Certo, se nevicasse tanto a novembre ci sarebbero meno problemi sul fronte dei costi energetici, ma se invece dovesse nevicare a dicembre sarebbe inevitabile per i gestori degli impianti dover ricorrere ai cannoni.

Non dimenticando mai che per produrre la neve ci vuole un mix di freddo, umidità e assenza di vento.

Ne consegue che quando si presentano le condizioni ottimali gli operatori non hanno scelta, e se le piste vanno innevate non possono stare a pensare ai costi delle bollette.

Certo uno potrebbe pensare che alla fine i gestori degli impianti potrebbero scaricare i maggiori costi sull’utenza.

Non ho dubbi che un ritocco all’insù del prezzo degli ski pass ci sarà, ma va considerato che l’attività sciistica non è sicuramente un servizio essenziale, per cui un forte ribaltamento dei costi sui fruitori avrebbe come conseguenza inevitabile un calo dell’affluenza, ottenendo il classico effetto del “cane che si morde la coda”.

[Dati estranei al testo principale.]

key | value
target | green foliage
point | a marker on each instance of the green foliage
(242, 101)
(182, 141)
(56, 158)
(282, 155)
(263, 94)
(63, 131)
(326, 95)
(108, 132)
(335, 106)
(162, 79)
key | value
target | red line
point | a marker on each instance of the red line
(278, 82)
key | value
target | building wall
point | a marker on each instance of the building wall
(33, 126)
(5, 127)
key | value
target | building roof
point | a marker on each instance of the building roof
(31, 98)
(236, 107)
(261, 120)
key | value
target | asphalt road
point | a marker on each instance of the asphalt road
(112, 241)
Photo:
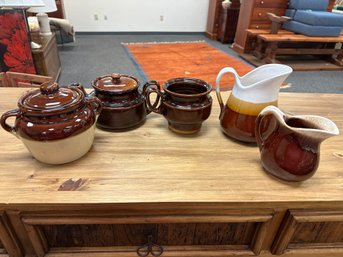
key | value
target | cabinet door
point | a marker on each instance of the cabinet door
(175, 235)
(310, 231)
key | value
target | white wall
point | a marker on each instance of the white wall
(137, 15)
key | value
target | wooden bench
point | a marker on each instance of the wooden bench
(267, 46)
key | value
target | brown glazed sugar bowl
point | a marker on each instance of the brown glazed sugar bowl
(55, 123)
(124, 107)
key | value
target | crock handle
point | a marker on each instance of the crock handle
(5, 116)
(148, 88)
(79, 86)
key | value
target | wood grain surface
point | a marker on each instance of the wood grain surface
(154, 165)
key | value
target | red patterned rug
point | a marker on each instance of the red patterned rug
(163, 61)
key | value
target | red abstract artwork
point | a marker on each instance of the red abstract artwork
(15, 50)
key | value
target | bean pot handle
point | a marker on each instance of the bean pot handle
(5, 116)
(149, 88)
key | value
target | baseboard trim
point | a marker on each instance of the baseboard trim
(137, 33)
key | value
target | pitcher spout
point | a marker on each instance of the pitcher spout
(264, 82)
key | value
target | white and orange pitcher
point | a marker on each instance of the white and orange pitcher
(250, 94)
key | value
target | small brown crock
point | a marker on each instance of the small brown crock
(55, 123)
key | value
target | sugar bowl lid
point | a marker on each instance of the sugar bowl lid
(51, 99)
(115, 83)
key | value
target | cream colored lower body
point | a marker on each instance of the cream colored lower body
(63, 150)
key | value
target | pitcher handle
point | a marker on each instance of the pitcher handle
(5, 116)
(219, 76)
(269, 110)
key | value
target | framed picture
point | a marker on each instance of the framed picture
(15, 49)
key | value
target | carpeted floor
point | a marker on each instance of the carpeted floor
(95, 55)
(164, 61)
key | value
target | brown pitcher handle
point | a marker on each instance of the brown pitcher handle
(153, 87)
(269, 110)
(258, 135)
(5, 116)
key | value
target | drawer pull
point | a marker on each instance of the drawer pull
(155, 249)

Certo per le stazioni turistiche più note e alla moda, quelle frequentate da un tipo di clientela ricca (penso ad esempio a Cortina e Courmayeur) l’impatto degli aumenti dei servizi potrebbe essere minore, ma la maggior parte delle località montane vive con una clientela fatta di sciatori della domenica, i quali già colpiti dall’inflazione e dalla conseguente crescita del costo della vita, finirebbero per rinunciare alla sciata del fine settimana.

Ironia della sorte la speranza che il meteo ci regali quest’inverno neve abbondante e freddo pungente, per il bene dell’industria turistica, si scontra con la speranza di avere invece una stagione “mite” per contenere la bolletta energetica di tutti gli italiani.

Purtroppo il problema c’è, e non sarà facile né affrontarlo né risolverlo, perché sono un po’ tutti i settori economici ad essere sotto lo schiaffo del caro energia, e francamente penso che per lo Stato sarà impossibile aiutare tutti.

Ma sicuramente non è giusto fare spallucce, affermando che “lo sci da discesa è climaticamente anacronistico”.

Vedremo se il nuovo Governo potrà e vorrà venire incontro alle difficoltà segnalate dagli operatori turistici del comparto sciistico.

Negli anni scorsi abbiamo visto i Partiti dell’attuale maggioranza preoccuparsi  e darsi da fare per il futuro degli “operatori balneari”.

Non vorremmo scoprire che i nostri “montanari” sono figli di un Dio minore.